L’article L.113-12, alinéa 2, du code des assurances octroie aux assurés une faculté annuelle de résiliation de leur assurance de dommages. Il prévoit que l’assuré peut exercer cette faculté annuelle de résiliation « en envoyant une lettre recommandée à l’assureur au moins deux mois avant la date d’échéance ».

La Cour de cassation tranche un débat doctrinal mais aussi met fin à une hésitation de la Cour en affirmant que l’envoi d’une lettre recommandée avec demande d’avis de réception n’est pas une simple formalité probatoire, mais bien une formalité substantielle, essentielle à la validité même de la résiliation du contrat d’assurance.

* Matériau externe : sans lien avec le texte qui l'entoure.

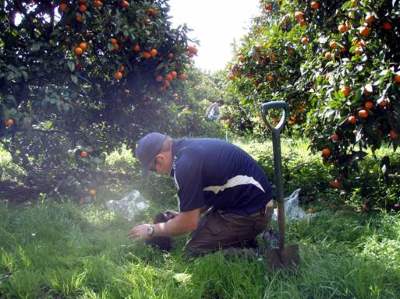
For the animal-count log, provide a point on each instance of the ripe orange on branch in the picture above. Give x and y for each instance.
(146, 55)
(124, 4)
(268, 7)
(352, 120)
(9, 122)
(346, 90)
(335, 184)
(369, 19)
(97, 3)
(387, 26)
(82, 8)
(369, 105)
(305, 40)
(363, 113)
(326, 152)
(118, 75)
(315, 5)
(136, 48)
(83, 46)
(153, 52)
(364, 31)
(343, 28)
(63, 7)
(396, 78)
(78, 51)
(393, 135)
(334, 137)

La Cour de cassation fait par ailleurs application de l’usage n°3 du courtage, au visa de l’article 1134 du code civil. Elle l’érige ainsi au rang de loi. L’usage du courtage n°3 dispose que « lorsque le remplacement est accordé à un nouveau courtier porteur d’un ordre de remplacement non accompagné d’une dénonciation régulière de la police à remplacer, le courtier créateur conserve son droit à la commission sur toutes les primes du nouveau contrat à concurrence du chiffre de celles qu’il a apportées ». En d’autres termes, le droit à commission du courtier apporteur d’une police cesse lorsque cette police a fait l’objet d’un ordre de remplacement émis au bénéfice d’un nouveau courtier et accompagné d’une résiliation régulière de la police. En revanche, lorsque la résiliation de la police est irrégulière, le courtier apporteur conserve son droit à commission.

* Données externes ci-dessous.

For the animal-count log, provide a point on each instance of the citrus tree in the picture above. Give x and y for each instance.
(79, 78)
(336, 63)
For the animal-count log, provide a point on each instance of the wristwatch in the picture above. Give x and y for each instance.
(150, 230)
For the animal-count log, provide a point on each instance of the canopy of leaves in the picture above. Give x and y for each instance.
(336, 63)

Enfin, la Cour de cassation consacre la valeur légale de l’usage du courtage n°7, aux termes duquel « la Compagnie ne peut accepter de remplacer une police en cours qu’à la demande de l’assuré. Quand l’ordre de remplacement contient dénonciation de la police pour son échéance, la Compagnie en prévient le courtier créateur sans délai et en tout cas avant la délivrance de la police nouvelle ». Lorsque la résiliation d’un contrat d’assurance est accompagnée de l’émission d’un ordre de remplacement au bénéfice d’un nouvel intermédiaire, l’assureur doit en informer le courtier avant la prise d’effet de la nouvelle police.